When Trump says something now it’s like, “What did he say? Alright that’s not crazy enough. That’s a nothing burger.” Like, we are almost at the point now where we can look at what happened with Trump in the morning, and know whether or not that headline is going to be relevant by 6 p.m. when we tape the show. So you start to learn…what’s a smoke screen and what’s a legitimate viable news bite. And there are days where he throws you curveballs where you are just chilling, and you got a show you are working on and then he goes on “Fox and Friends” and loses his damn mind. So you don’t know what you’re going to get.

What initially grabbed you to do “The Daily Show?”

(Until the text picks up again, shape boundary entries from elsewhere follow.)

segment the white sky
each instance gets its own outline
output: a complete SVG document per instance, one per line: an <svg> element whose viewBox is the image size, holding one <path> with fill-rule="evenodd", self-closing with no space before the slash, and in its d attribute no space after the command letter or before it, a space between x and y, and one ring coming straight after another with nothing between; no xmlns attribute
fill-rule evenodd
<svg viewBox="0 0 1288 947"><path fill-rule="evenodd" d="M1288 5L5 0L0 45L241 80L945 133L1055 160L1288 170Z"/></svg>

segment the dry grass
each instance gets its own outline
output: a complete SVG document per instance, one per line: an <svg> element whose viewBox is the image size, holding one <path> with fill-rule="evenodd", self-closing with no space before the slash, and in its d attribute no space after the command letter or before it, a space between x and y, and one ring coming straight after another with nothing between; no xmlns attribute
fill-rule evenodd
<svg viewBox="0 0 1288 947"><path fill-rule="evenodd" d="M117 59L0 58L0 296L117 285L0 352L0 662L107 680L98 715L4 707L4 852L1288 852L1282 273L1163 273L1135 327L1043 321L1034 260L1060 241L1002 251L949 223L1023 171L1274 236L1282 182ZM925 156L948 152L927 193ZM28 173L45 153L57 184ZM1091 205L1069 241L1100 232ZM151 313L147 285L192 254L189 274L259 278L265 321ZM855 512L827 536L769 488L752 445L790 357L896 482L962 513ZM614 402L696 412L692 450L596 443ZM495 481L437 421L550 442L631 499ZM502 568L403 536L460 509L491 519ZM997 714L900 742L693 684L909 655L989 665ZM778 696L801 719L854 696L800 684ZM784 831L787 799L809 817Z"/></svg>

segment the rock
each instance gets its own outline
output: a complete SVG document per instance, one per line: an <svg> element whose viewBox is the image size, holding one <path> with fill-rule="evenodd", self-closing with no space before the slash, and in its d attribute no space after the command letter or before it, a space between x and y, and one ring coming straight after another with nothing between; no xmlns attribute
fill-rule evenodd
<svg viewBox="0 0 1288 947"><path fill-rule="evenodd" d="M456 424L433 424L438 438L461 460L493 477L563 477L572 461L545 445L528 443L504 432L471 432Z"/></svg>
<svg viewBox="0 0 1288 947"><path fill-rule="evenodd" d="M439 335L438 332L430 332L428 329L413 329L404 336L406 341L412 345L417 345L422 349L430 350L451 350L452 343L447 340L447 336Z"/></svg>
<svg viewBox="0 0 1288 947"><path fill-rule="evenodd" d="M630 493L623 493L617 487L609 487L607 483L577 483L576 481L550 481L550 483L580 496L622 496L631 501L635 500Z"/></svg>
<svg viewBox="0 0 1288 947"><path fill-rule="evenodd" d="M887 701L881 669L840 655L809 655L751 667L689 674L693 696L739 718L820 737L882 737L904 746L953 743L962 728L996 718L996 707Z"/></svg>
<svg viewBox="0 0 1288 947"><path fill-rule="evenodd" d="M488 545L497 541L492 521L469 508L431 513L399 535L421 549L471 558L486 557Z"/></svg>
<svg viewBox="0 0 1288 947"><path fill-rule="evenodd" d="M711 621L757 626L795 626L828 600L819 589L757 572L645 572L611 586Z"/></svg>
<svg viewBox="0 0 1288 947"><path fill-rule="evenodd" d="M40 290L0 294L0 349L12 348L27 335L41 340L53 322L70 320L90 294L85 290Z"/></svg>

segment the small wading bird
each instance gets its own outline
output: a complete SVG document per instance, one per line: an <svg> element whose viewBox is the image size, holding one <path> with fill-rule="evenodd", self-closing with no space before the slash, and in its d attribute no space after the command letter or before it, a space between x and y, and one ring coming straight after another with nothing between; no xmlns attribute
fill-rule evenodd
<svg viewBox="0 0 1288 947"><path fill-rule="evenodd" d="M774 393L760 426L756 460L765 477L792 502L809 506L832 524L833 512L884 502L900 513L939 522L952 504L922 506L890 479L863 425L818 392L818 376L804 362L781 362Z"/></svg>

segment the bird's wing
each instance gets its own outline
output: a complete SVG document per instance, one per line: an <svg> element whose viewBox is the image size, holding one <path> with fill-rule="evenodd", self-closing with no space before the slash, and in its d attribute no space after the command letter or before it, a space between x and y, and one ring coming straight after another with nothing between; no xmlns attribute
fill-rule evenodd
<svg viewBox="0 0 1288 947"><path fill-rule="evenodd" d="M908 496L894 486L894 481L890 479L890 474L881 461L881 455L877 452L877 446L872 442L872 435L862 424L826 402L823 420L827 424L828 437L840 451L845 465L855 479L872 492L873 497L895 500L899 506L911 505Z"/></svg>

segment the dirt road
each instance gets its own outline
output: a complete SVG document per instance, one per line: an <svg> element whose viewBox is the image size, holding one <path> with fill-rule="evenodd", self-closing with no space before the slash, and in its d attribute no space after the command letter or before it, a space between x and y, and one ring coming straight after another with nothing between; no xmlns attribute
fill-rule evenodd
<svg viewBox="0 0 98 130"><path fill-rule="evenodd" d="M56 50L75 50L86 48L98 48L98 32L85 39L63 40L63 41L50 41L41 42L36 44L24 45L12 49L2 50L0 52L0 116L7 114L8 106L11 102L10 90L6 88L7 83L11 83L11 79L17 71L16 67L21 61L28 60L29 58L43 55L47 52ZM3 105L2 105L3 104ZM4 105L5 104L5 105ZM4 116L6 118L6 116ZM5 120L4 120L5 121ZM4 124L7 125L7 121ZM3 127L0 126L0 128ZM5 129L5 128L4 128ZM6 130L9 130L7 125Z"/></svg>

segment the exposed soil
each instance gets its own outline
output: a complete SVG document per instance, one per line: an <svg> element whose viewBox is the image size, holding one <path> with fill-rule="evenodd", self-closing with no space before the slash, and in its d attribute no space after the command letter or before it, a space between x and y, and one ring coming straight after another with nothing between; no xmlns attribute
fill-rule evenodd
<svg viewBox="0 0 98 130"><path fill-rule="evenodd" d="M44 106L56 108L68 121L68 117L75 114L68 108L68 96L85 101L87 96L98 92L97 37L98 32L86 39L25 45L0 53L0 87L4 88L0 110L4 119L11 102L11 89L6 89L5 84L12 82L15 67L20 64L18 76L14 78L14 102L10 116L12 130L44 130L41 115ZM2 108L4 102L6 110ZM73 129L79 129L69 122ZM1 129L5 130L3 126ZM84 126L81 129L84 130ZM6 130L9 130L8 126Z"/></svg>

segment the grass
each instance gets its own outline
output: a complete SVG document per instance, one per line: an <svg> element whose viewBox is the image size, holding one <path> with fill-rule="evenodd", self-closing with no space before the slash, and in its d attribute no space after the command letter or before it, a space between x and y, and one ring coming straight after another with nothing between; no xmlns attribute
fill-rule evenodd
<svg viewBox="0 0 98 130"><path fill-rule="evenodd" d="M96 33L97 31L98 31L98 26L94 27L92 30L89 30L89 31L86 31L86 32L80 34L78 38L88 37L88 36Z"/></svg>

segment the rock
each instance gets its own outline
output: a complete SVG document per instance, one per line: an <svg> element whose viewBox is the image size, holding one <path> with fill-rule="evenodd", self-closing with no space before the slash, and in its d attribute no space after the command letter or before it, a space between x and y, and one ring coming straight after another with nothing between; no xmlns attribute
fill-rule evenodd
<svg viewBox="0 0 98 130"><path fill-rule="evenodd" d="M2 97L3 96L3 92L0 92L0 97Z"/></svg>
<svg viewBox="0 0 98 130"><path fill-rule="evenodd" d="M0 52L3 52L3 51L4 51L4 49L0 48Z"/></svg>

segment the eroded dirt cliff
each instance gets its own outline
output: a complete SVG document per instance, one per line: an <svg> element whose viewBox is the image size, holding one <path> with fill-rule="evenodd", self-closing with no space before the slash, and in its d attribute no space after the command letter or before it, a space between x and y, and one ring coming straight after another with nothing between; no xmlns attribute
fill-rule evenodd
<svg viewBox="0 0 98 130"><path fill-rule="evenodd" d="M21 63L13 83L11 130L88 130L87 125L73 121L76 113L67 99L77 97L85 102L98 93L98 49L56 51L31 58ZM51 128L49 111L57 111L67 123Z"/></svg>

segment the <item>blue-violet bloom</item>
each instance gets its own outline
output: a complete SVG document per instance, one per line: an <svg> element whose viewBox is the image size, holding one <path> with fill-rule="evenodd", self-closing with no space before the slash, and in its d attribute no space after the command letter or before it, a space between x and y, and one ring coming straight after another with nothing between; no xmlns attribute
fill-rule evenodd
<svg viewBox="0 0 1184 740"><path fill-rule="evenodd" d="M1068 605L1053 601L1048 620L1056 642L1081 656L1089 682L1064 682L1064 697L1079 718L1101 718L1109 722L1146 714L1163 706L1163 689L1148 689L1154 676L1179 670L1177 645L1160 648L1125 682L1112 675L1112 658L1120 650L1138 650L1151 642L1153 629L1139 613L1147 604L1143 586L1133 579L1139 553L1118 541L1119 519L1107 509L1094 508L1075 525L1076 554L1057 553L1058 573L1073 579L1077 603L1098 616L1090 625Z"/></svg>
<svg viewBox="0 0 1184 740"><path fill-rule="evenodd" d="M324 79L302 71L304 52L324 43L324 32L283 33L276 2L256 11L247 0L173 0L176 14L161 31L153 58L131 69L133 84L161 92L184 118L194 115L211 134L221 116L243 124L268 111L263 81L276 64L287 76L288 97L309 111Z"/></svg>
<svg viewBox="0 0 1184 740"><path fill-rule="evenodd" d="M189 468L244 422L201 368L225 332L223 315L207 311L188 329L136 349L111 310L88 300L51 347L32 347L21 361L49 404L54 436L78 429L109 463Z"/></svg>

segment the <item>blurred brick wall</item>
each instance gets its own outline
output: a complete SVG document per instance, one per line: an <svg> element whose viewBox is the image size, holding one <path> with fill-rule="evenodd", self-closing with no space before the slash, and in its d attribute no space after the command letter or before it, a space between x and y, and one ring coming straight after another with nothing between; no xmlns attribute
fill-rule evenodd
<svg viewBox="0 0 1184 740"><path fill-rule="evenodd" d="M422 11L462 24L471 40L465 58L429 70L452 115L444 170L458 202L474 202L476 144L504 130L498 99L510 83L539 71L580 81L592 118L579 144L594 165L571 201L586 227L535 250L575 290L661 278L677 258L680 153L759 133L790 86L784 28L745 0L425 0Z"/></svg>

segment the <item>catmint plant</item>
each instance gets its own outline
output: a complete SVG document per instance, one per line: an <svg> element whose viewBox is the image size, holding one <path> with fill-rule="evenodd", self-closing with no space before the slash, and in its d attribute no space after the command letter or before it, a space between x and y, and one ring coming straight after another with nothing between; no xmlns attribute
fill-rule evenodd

I mean “The Daily Show” is an institution. So if you get an opportunity to audition for it you say yes immediately. It’s a no brainer. You know, thankfully coming from everything I did at ESPN and kind of goofing off there and stuff. I know that helped me some. Neal Brennan co-created the Chappelle show. … He put in a word for me so I could get the audition, so it’s not like there was a big open call and everyone had a chance. It’s just one of those things where all the opportunities lined up at the same time and everything else was, “You’ve been training for this moment! When talent meets opportunity!”

Have you ever felt unsafe performing a live fieldpiece?

I’ve never feared for my life while shooting stuff. After you shoot it, and people start shooting you n-word messages and stuff like that. People tend to watch us more closely when we’re out now, ‘cause there is a resentment against the media. So we’re out and we’re asking questions, and this is from – really both sides. I mean the right more so than the left. In the last couple of months the left has started to become more hyper aware of how issues are presented as well. So you know I’ve never felt not safe, but I’ve definitely had people yell and stuff like that.

We have a pretty big open mic community here in Grand Rapids. What would you recommend, or what advice might you give to any local comics?

The goal I set for myself when I first started stand-up, was to once a month perform somewhere different. Whether different city or different venue. I didn’t always hit that goal, I generally did. Granted, I toured in the south. There (are) much more opportunities up here.

If you drew a triangle from Chicago to Cincinnati to Pennsylvania. There is at least three months of steady comedy workin that area, and there is no reason (not to perform) once a week if you are serious about it. There is no reason you wouldn’t perform at one of those places. And if not to perform, but to observe. Watch as much comedy as you can, watch a lot of it on TV, and watch a lot of it live. Watch like a customer, don’t stand in the back of the room on your phone. Sit there in a chair, and be annoyed. For me, I learned a lot more from stuff that annoyed me and angers me than I do from things that I enjoy. I learn what I don’t like, and I learn not to do those things.

I played this game called “Guess the joke” all the time. Whenever I watch a comic I try to figure out where the joke is going, if the joke doesn’t go to that place. I just wrote a joke! And there is ways to take that joke, and twist it put into other capacities. So there are things that are beneficial to not living in a bubble. ‘Cause at the end of the day I feel like the occupation of comedy is a reporter. You report on your life, or you report on the world. Those are the only two jokes that exist. To me, those are the only two jokes that matter. The only two jokes that don’t do those things are an incomplete joke in my opinion.

So get on stage as much as you can, and don’t worry about the money. The money will never come, you will never get paid. Even the comedians who you think are getting lots of money, Those comedians are as disgusted as you, at the money they are making.”